From a3394bce336372848921690dbac5e504d369f174 Mon Sep 17 00:00:00 2001
From: Stefan Krah <skrah@bytereef.org>
Date: Wed, 6 Jun 2012 15:57:18 +0200
Subject: 1) Add error analysis comments to mpd_qln10() and _mpd_qln().

2) Simplify the precision adjustment code for values in [0.900, 1.15].
---
 Modules/_decimal/libmpdec/mpdecimal.c | 127 +++++++++++++++++++++++++---------
 1 file changed, 96 insertions(+), 31 deletions(-)

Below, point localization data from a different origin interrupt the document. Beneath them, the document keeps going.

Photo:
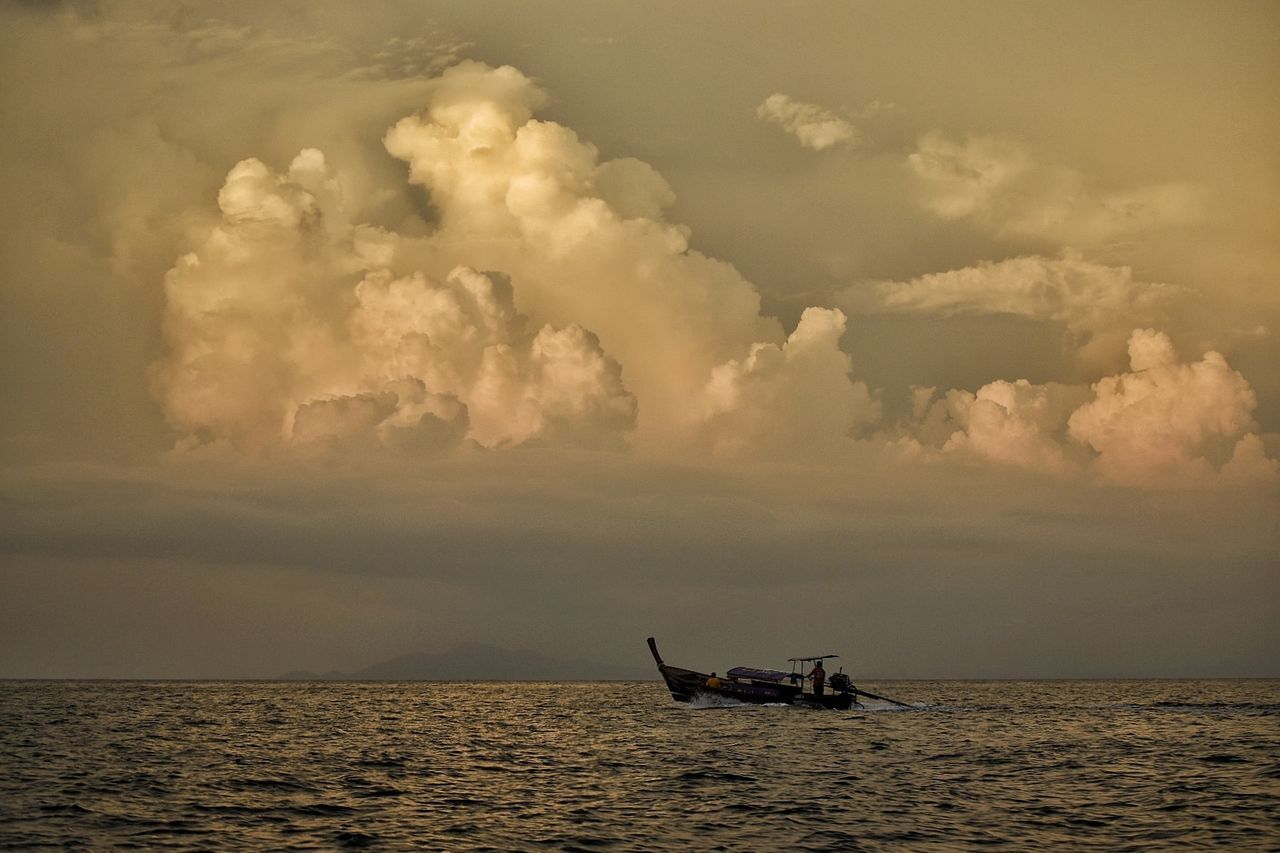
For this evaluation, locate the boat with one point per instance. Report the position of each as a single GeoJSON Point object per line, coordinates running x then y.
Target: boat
{"type": "Point", "coordinates": [745, 684]}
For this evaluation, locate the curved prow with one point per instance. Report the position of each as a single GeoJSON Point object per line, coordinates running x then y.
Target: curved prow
{"type": "Point", "coordinates": [653, 647]}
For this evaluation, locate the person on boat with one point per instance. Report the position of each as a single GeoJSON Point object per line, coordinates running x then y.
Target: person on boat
{"type": "Point", "coordinates": [818, 676]}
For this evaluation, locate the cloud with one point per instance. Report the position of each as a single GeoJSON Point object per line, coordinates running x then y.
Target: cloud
{"type": "Point", "coordinates": [1097, 304]}
{"type": "Point", "coordinates": [295, 325]}
{"type": "Point", "coordinates": [1166, 420]}
{"type": "Point", "coordinates": [997, 185]}
{"type": "Point", "coordinates": [1161, 424]}
{"type": "Point", "coordinates": [789, 398]}
{"type": "Point", "coordinates": [813, 126]}
{"type": "Point", "coordinates": [286, 328]}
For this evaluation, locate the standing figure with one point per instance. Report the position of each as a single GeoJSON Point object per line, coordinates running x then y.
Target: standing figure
{"type": "Point", "coordinates": [818, 676]}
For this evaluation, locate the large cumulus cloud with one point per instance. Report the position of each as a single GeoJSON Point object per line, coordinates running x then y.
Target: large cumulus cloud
{"type": "Point", "coordinates": [286, 327]}
{"type": "Point", "coordinates": [1162, 423]}
{"type": "Point", "coordinates": [292, 323]}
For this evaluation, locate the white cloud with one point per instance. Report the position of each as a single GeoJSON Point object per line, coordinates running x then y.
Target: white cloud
{"type": "Point", "coordinates": [1166, 420]}
{"type": "Point", "coordinates": [286, 328]}
{"type": "Point", "coordinates": [813, 126]}
{"type": "Point", "coordinates": [1084, 296]}
{"type": "Point", "coordinates": [1164, 423]}
{"type": "Point", "coordinates": [293, 324]}
{"type": "Point", "coordinates": [790, 398]}
{"type": "Point", "coordinates": [996, 183]}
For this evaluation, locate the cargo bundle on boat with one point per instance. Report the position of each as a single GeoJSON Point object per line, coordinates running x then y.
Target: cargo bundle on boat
{"type": "Point", "coordinates": [814, 688]}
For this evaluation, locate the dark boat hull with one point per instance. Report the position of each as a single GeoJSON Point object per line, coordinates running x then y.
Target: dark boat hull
{"type": "Point", "coordinates": [690, 685]}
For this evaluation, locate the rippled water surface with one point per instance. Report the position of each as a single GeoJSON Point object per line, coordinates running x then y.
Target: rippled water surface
{"type": "Point", "coordinates": [598, 765]}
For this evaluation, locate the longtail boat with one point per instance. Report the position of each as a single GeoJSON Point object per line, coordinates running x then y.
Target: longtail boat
{"type": "Point", "coordinates": [762, 687]}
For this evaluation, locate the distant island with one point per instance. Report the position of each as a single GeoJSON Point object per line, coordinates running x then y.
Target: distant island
{"type": "Point", "coordinates": [479, 662]}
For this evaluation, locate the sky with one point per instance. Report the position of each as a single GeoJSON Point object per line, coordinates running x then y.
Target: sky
{"type": "Point", "coordinates": [941, 336]}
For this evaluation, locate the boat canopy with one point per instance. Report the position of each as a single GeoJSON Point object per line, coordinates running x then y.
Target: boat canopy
{"type": "Point", "coordinates": [757, 675]}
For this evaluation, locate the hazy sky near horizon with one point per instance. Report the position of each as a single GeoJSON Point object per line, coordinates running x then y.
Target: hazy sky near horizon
{"type": "Point", "coordinates": [942, 336]}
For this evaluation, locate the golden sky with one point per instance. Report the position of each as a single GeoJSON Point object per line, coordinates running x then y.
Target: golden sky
{"type": "Point", "coordinates": [941, 333]}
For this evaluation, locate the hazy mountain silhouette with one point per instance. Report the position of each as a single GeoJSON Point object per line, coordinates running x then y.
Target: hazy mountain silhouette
{"type": "Point", "coordinates": [479, 662]}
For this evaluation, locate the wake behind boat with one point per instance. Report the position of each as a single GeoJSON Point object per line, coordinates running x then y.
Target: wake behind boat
{"type": "Point", "coordinates": [767, 687]}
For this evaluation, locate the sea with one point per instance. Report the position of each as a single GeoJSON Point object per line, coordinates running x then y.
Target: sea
{"type": "Point", "coordinates": [617, 765]}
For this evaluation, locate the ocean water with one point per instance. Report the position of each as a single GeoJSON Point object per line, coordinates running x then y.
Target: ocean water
{"type": "Point", "coordinates": [1087, 765]}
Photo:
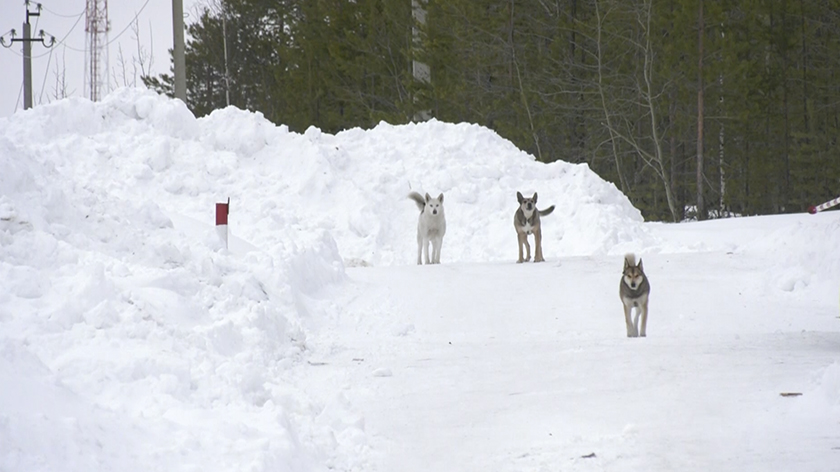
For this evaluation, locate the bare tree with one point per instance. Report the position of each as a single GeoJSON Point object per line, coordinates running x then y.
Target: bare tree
{"type": "Point", "coordinates": [701, 205]}
{"type": "Point", "coordinates": [622, 123]}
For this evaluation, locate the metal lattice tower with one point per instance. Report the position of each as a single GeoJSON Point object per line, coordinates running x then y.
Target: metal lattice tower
{"type": "Point", "coordinates": [96, 27]}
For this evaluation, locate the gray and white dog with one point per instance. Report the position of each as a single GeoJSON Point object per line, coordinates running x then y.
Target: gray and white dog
{"type": "Point", "coordinates": [526, 220]}
{"type": "Point", "coordinates": [634, 290]}
{"type": "Point", "coordinates": [431, 226]}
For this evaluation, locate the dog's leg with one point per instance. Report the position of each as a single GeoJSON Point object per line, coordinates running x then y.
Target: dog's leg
{"type": "Point", "coordinates": [636, 319]}
{"type": "Point", "coordinates": [631, 330]}
{"type": "Point", "coordinates": [538, 246]}
{"type": "Point", "coordinates": [527, 248]}
{"type": "Point", "coordinates": [520, 237]}
{"type": "Point", "coordinates": [437, 242]}
{"type": "Point", "coordinates": [419, 250]}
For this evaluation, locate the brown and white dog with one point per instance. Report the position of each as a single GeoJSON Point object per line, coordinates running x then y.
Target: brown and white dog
{"type": "Point", "coordinates": [526, 220]}
{"type": "Point", "coordinates": [634, 291]}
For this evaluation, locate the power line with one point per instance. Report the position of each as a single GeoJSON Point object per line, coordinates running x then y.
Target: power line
{"type": "Point", "coordinates": [129, 23]}
{"type": "Point", "coordinates": [44, 83]}
{"type": "Point", "coordinates": [59, 14]}
{"type": "Point", "coordinates": [61, 42]}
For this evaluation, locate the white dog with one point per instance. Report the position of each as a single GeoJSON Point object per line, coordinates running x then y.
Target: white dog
{"type": "Point", "coordinates": [430, 227]}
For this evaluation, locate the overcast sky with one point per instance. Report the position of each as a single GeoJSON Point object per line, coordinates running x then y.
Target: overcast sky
{"type": "Point", "coordinates": [65, 19]}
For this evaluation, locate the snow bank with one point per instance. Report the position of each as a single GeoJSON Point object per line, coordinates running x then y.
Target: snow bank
{"type": "Point", "coordinates": [127, 328]}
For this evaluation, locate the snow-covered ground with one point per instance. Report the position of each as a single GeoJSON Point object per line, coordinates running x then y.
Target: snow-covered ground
{"type": "Point", "coordinates": [132, 340]}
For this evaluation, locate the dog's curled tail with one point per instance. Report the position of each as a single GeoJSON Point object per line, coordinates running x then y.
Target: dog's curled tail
{"type": "Point", "coordinates": [419, 200]}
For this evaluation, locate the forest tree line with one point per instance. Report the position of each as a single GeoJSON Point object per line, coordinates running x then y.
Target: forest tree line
{"type": "Point", "coordinates": [693, 109]}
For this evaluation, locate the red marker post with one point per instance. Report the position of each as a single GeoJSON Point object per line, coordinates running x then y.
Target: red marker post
{"type": "Point", "coordinates": [823, 206]}
{"type": "Point", "coordinates": [222, 212]}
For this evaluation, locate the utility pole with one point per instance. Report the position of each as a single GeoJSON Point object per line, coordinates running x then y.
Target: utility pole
{"type": "Point", "coordinates": [27, 41]}
{"type": "Point", "coordinates": [178, 50]}
{"type": "Point", "coordinates": [419, 70]}
{"type": "Point", "coordinates": [97, 27]}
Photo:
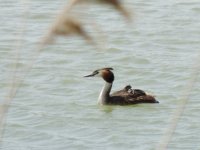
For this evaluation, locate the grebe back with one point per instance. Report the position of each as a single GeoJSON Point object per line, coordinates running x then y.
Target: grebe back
{"type": "Point", "coordinates": [126, 96]}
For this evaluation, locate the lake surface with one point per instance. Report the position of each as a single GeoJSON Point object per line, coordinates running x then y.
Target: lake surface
{"type": "Point", "coordinates": [56, 108]}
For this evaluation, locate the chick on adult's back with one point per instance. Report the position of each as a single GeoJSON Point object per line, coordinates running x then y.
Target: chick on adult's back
{"type": "Point", "coordinates": [126, 96]}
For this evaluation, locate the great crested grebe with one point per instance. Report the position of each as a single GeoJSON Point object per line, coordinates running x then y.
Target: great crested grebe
{"type": "Point", "coordinates": [126, 96]}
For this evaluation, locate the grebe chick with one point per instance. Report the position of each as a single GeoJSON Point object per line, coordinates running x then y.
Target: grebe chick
{"type": "Point", "coordinates": [126, 96]}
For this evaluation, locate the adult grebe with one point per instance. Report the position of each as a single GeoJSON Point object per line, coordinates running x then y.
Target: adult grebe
{"type": "Point", "coordinates": [126, 96]}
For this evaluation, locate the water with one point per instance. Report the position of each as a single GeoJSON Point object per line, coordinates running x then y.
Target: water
{"type": "Point", "coordinates": [56, 108]}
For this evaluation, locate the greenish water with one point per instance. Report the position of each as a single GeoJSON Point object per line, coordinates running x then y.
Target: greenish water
{"type": "Point", "coordinates": [56, 108]}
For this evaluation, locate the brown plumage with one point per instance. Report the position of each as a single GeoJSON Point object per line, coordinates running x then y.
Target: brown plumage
{"type": "Point", "coordinates": [126, 96]}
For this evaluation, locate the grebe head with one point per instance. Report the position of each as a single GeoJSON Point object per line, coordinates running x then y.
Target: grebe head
{"type": "Point", "coordinates": [105, 73]}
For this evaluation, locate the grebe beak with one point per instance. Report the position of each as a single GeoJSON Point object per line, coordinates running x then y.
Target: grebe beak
{"type": "Point", "coordinates": [91, 75]}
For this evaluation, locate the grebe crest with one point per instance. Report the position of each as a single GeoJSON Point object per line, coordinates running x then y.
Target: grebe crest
{"type": "Point", "coordinates": [126, 96]}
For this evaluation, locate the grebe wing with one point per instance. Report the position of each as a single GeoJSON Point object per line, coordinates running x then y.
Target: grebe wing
{"type": "Point", "coordinates": [125, 91]}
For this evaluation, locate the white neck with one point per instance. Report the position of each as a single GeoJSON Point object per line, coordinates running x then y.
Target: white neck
{"type": "Point", "coordinates": [104, 95]}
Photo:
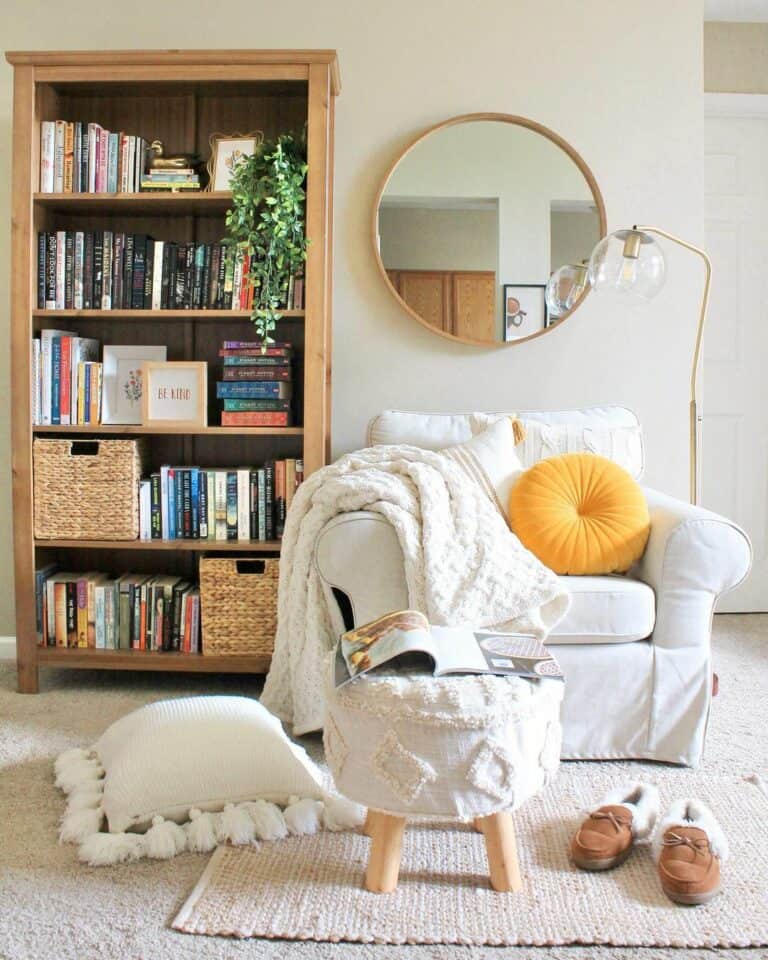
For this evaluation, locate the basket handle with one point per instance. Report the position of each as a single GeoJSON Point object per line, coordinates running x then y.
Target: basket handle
{"type": "Point", "coordinates": [84, 448]}
{"type": "Point", "coordinates": [250, 567]}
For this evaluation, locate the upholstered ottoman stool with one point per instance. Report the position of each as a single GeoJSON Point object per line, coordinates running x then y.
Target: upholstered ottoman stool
{"type": "Point", "coordinates": [470, 747]}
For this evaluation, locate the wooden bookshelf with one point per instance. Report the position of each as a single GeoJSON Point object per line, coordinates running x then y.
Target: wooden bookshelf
{"type": "Point", "coordinates": [180, 97]}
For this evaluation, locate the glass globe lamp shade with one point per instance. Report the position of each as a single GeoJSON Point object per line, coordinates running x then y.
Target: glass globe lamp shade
{"type": "Point", "coordinates": [565, 288]}
{"type": "Point", "coordinates": [629, 264]}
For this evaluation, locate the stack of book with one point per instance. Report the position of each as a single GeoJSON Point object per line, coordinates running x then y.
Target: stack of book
{"type": "Point", "coordinates": [66, 379]}
{"type": "Point", "coordinates": [174, 181]}
{"type": "Point", "coordinates": [243, 503]}
{"type": "Point", "coordinates": [86, 158]}
{"type": "Point", "coordinates": [133, 612]}
{"type": "Point", "coordinates": [256, 384]}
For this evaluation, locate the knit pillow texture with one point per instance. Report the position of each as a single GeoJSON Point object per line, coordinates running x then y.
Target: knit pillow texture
{"type": "Point", "coordinates": [580, 514]}
{"type": "Point", "coordinates": [490, 459]}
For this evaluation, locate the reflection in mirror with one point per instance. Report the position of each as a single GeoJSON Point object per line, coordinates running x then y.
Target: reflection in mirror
{"type": "Point", "coordinates": [475, 217]}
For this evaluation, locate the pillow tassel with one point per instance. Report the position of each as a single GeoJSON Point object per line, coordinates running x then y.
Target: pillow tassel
{"type": "Point", "coordinates": [164, 839]}
{"type": "Point", "coordinates": [106, 849]}
{"type": "Point", "coordinates": [268, 820]}
{"type": "Point", "coordinates": [78, 772]}
{"type": "Point", "coordinates": [201, 831]}
{"type": "Point", "coordinates": [86, 796]}
{"type": "Point", "coordinates": [235, 826]}
{"type": "Point", "coordinates": [303, 816]}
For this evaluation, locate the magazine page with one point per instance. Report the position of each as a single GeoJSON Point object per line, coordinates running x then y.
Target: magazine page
{"type": "Point", "coordinates": [462, 650]}
{"type": "Point", "coordinates": [376, 643]}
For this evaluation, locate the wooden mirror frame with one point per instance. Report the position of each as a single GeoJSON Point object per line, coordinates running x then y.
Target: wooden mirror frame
{"type": "Point", "coordinates": [501, 118]}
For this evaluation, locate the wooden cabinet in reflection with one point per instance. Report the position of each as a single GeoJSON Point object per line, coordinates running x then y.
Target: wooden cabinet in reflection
{"type": "Point", "coordinates": [460, 302]}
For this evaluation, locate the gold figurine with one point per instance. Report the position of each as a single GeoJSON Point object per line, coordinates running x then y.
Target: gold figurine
{"type": "Point", "coordinates": [176, 161]}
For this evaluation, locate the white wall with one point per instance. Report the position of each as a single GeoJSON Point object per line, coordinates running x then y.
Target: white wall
{"type": "Point", "coordinates": [427, 238]}
{"type": "Point", "coordinates": [524, 171]}
{"type": "Point", "coordinates": [624, 87]}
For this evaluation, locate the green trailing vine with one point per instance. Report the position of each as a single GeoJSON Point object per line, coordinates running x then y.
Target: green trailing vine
{"type": "Point", "coordinates": [266, 222]}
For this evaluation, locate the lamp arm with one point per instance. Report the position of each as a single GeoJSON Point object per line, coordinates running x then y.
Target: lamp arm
{"type": "Point", "coordinates": [695, 419]}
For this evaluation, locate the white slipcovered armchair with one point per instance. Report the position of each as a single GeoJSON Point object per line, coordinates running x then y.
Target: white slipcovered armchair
{"type": "Point", "coordinates": [635, 649]}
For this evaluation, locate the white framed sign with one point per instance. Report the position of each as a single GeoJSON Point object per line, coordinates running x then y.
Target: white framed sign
{"type": "Point", "coordinates": [175, 394]}
{"type": "Point", "coordinates": [124, 380]}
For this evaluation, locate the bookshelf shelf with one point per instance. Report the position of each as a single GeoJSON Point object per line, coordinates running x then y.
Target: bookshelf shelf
{"type": "Point", "coordinates": [118, 204]}
{"type": "Point", "coordinates": [211, 546]}
{"type": "Point", "coordinates": [132, 430]}
{"type": "Point", "coordinates": [213, 316]}
{"type": "Point", "coordinates": [149, 660]}
{"type": "Point", "coordinates": [181, 98]}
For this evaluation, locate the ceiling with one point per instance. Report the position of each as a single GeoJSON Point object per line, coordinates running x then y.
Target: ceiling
{"type": "Point", "coordinates": [750, 11]}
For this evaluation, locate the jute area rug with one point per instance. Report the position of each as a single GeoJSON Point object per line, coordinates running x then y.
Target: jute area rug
{"type": "Point", "coordinates": [309, 888]}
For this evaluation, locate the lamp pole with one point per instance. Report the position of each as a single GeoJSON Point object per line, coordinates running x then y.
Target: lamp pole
{"type": "Point", "coordinates": [694, 415]}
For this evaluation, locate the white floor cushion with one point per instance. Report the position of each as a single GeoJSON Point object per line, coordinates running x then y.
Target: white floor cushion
{"type": "Point", "coordinates": [606, 610]}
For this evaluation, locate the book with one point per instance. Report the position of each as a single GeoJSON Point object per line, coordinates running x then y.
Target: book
{"type": "Point", "coordinates": [243, 504]}
{"type": "Point", "coordinates": [220, 501]}
{"type": "Point", "coordinates": [406, 640]}
{"type": "Point", "coordinates": [255, 418]}
{"type": "Point", "coordinates": [232, 515]}
{"type": "Point", "coordinates": [58, 156]}
{"type": "Point", "coordinates": [47, 150]}
{"type": "Point", "coordinates": [266, 389]}
{"type": "Point", "coordinates": [256, 373]}
{"type": "Point", "coordinates": [241, 405]}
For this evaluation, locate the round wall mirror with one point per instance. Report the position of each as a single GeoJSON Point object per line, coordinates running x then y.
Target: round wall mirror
{"type": "Point", "coordinates": [476, 217]}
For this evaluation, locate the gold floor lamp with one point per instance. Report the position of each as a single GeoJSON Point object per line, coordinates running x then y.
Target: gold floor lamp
{"type": "Point", "coordinates": [630, 262]}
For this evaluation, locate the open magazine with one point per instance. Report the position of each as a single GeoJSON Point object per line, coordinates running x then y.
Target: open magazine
{"type": "Point", "coordinates": [405, 641]}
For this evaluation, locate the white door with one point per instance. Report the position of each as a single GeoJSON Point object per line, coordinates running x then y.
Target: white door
{"type": "Point", "coordinates": [734, 466]}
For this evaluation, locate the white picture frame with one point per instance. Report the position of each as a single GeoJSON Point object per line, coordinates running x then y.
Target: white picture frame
{"type": "Point", "coordinates": [175, 394]}
{"type": "Point", "coordinates": [226, 151]}
{"type": "Point", "coordinates": [123, 381]}
{"type": "Point", "coordinates": [525, 310]}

diff --git a/Modules/_decimal/libmpdec/mpdecimal.c b/Modules/_decimal/libmpdec/mpdecimal.c
index 66a4f1f..346e5ee 100644
--- a/Modules/_decimal/libmpdec/mpdecimal.c
+++ b/Modules/_decimal/libmpdec/mpdecimal.c
@@ -4212,6 +4212,18 @@ mpd_qfma(mpd_t *result, const mpd_t *a, const mpd_t *b, const mpd_t *c,
     *status |= workstatus;
 }
 
+/*
+ * Schedule the optimal precision increase for the Newton iteration.
+ *   v := input operand
+ *   z_0 := initial approximation
+ *   initprec := natural number such that abs(log(v) - z_0) < 10**-initprec
+ *   maxprec := target precision
+ *
+ * For convenience the output klist contains the elements in reverse order:
+ *   klist := [k_n-1, ..., k_0], where
+ *     1) k_0 <= initprec and
+ *     2) abs(log(v) - result) < 10**(-2*k_n-1 + 1) <= 10**-maxprec.
+ */
 static inline int
 ln_schedule_prec(mpd_ssize_t klist[MPD_MAX_PREC_LOG2], mpd_ssize_t maxprec,
                  mpd_ssize_t initprec)
@@ -4231,6 +4243,7 @@ ln_schedule_prec(mpd_ssize_t klist[MPD_MAX_PREC_LOG2], mpd_ssize_t maxprec,
     return i-1;
 }
 
+/* The constants have been verified with both decimal.py and mpfr. */
 #ifdef CONFIG_64
 #if MPD_RDIGITS != 19
   #error "mpdecimal.c: MPD_RDIGITS must be 19."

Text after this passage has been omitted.